A la sombra de un fortificado Capitolio de Estados Unidos, algunos cientos de manifestantes llegaron el sábado a un acto en apoyo a los más de 600 detenidos por la revuelta del mes de enero, pero se vieron ampliamente superados en número por la prensa y la policía fuertemente armada.

La Policía del Capitolio, que no dejaba nada librado al azar, estaba reforzada con cientos de agentes traídos a Washington para evitar una repetición de los ataques antes de la juramentación presidencial. Se erigió una valla en torno al Capitolio, la policía de la ciudad estaba en alerta y se pidieron refuerzos a la Guardia Nacional.
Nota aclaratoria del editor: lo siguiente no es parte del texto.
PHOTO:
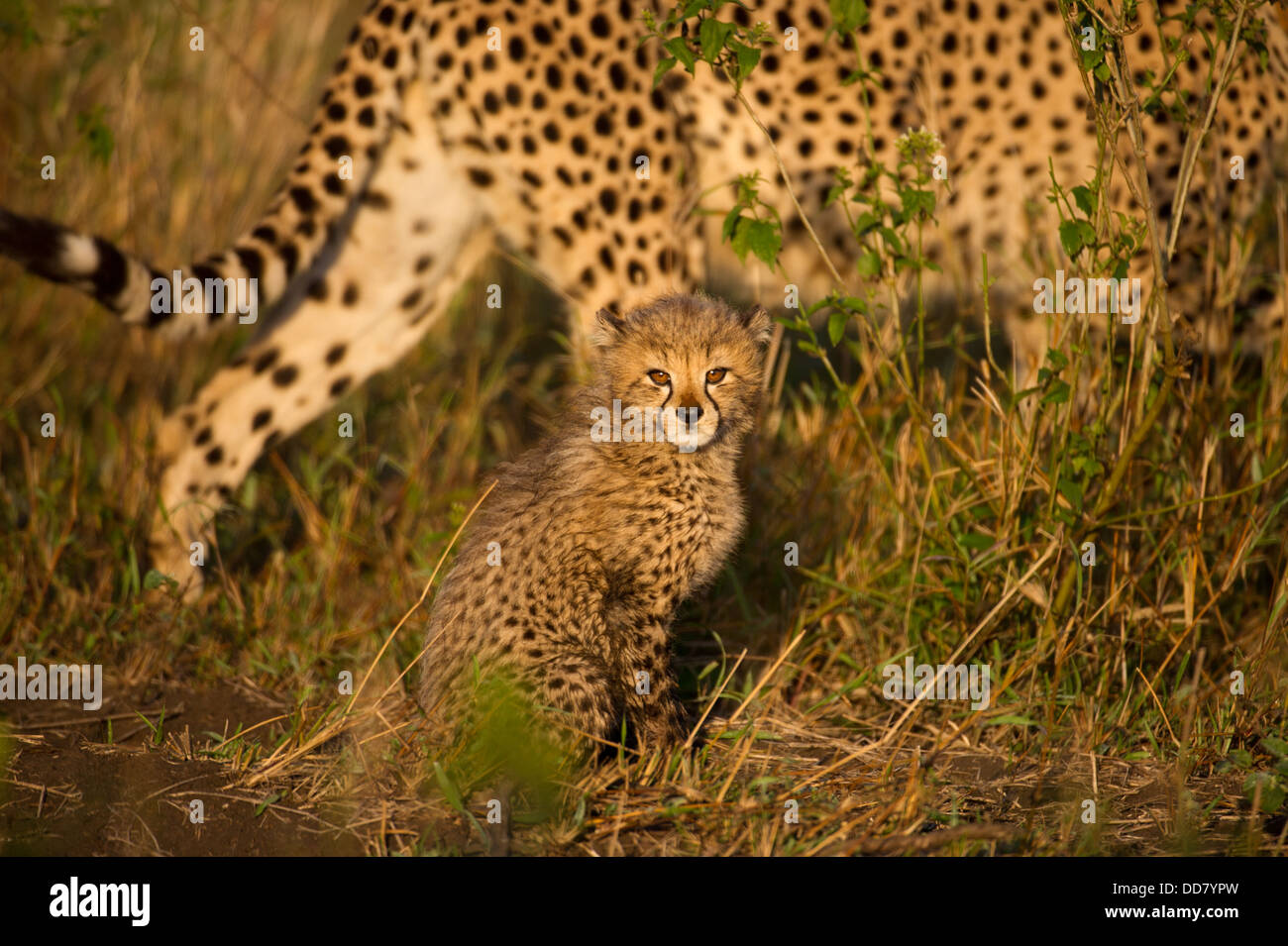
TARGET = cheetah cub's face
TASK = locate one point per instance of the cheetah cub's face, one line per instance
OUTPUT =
(695, 364)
Hubo algunos altercados al comenzar el acto y una persona fue arrestada por portar un puñal, dijo la policía, pero no hubo mayores incidentes al comienzo. Con todo, los agentes estaban alertas ante la posibilidad de enfrentamientos violentos entre manifestantes y contramanifestantes. La policía también estaba atenta a la eventualidad de que hubiera gente armada. Sin embargo, se permitió que llegara gente con mochilas y no se montaron retenes de inspección.

El acto tuvo lugar en un campo lejos del Capitolio rodeado por camiones pesados. Los agentes recogían sus equipos antimotines en zonas apartadas y se instalaron barricadas en las calles. Dentro del Capitolio se colocaron escudos policiales en puertas y ventanas, en agudo contraste con los hechos de enero, cuando los agentes sin pertrechos antimotines fueron superados rápidamente por los revoltosos.